In abandoned industrial sites, much of mystery of the place has to do with the fearful contrast of the quiet stillness of the place once so vibrant with noise and activity. Of course this is also a confrontation with the humility of realizing that the promise and productivity of an industry or a hospital can be so swiftly displaced with the simple closing of the doors. These places do seem so full of ghosts because so often the signs of human activity, the equipment and architectural elements that were designed to be engaged with the body, are still there, echoing the uses that have long since disappeared. The door knobs and levers, the switches and furniture are all scaled for us, made for us, and are waiting for us to return. I think this has much more to do with why these places attract us than the recognition of them as B-movie horror sets and gory extravaganzas.

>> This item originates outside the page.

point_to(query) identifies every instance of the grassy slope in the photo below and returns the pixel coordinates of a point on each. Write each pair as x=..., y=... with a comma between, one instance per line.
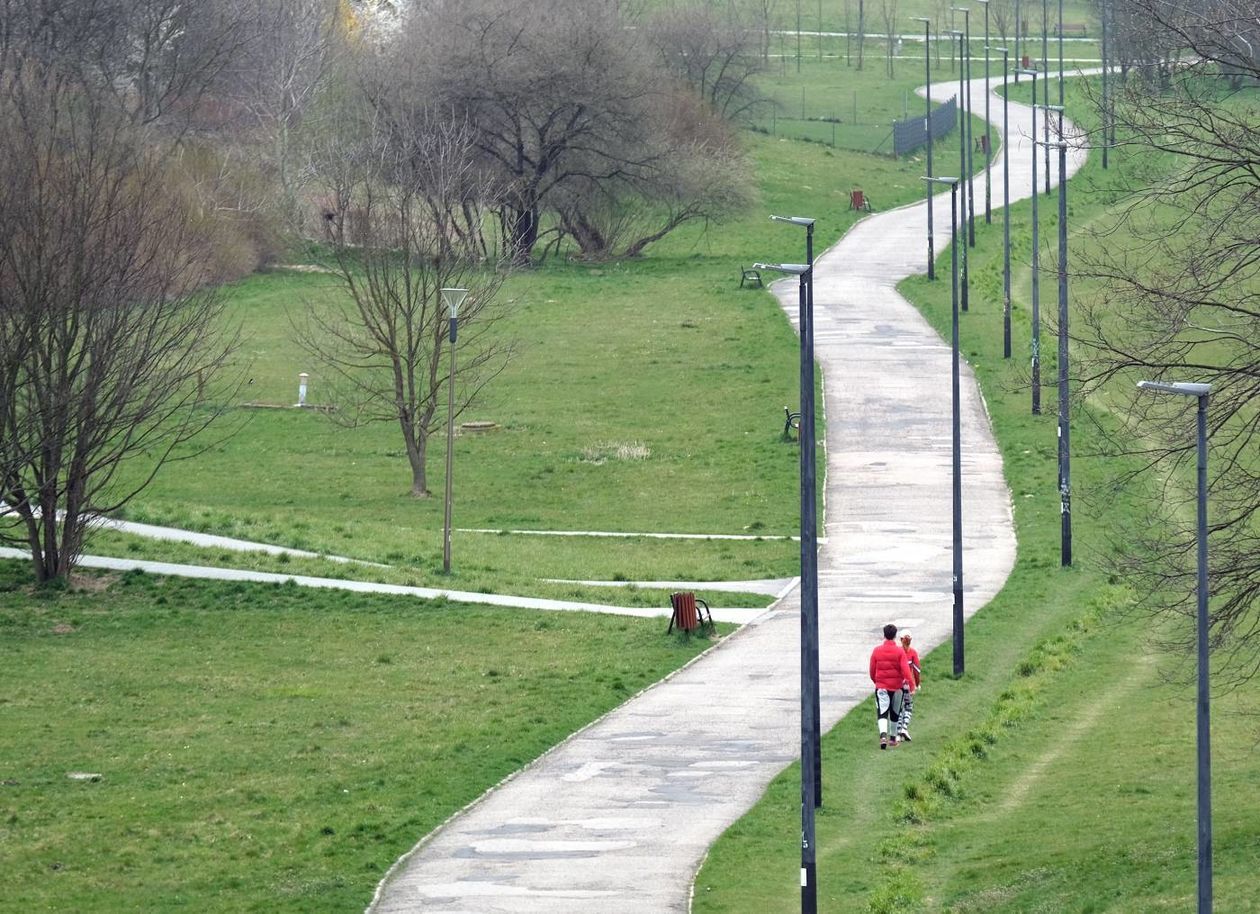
x=665, y=352
x=1059, y=774
x=282, y=768
x=276, y=749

Of course there is a whole community of folks out there that explore and photograph these places, known as Urban Explorers or Urbex. Their photos are all over the interwebz and they document more the desolation of these places than their lost grandeur. These folks and their photos are more akin to dystopian novelists than the pioneering work of the early preservationists who documented the abandonment and destruction of these places as a last desperate attempt to pull the handbrake of so-called progress.

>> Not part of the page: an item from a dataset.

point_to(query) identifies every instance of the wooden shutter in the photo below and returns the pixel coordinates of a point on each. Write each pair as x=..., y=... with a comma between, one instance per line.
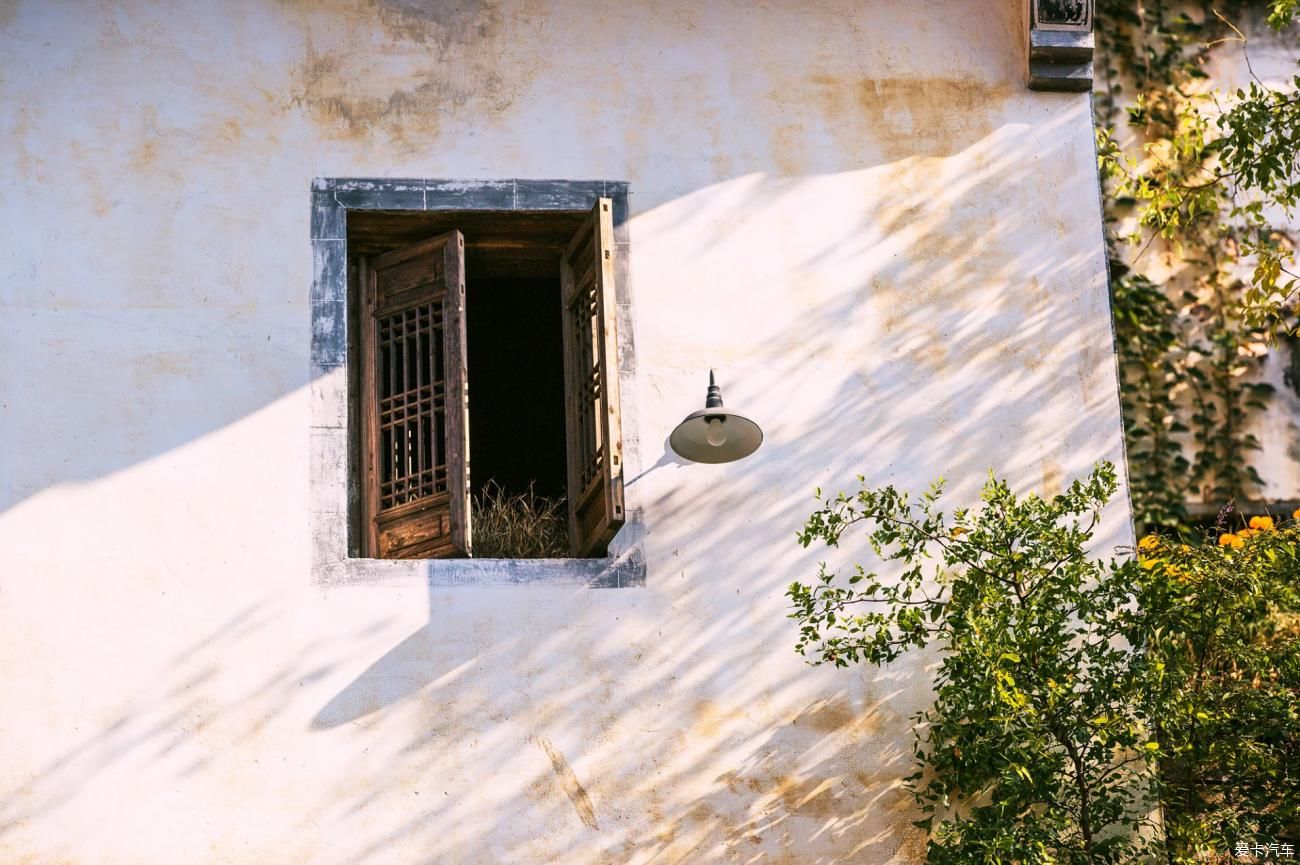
x=415, y=424
x=592, y=385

For my part, what is so intriguing about especially abandoned houses are the fading signs of seemingly tranquil domesticity decaying with time.
These abandoned houses make you feel small, in the way that walking around an unfamiliar city for the first time does. There is clearly a continuum that you are a part of, that you recognize, but that clearly posits you as just a tiny, maybe unconsequential part of the whole. That is something devastating to the ego and thrillingly liberating, especially for this architect. It is a kind of existentialism laid bare and maybe even exposed in its own self-importance.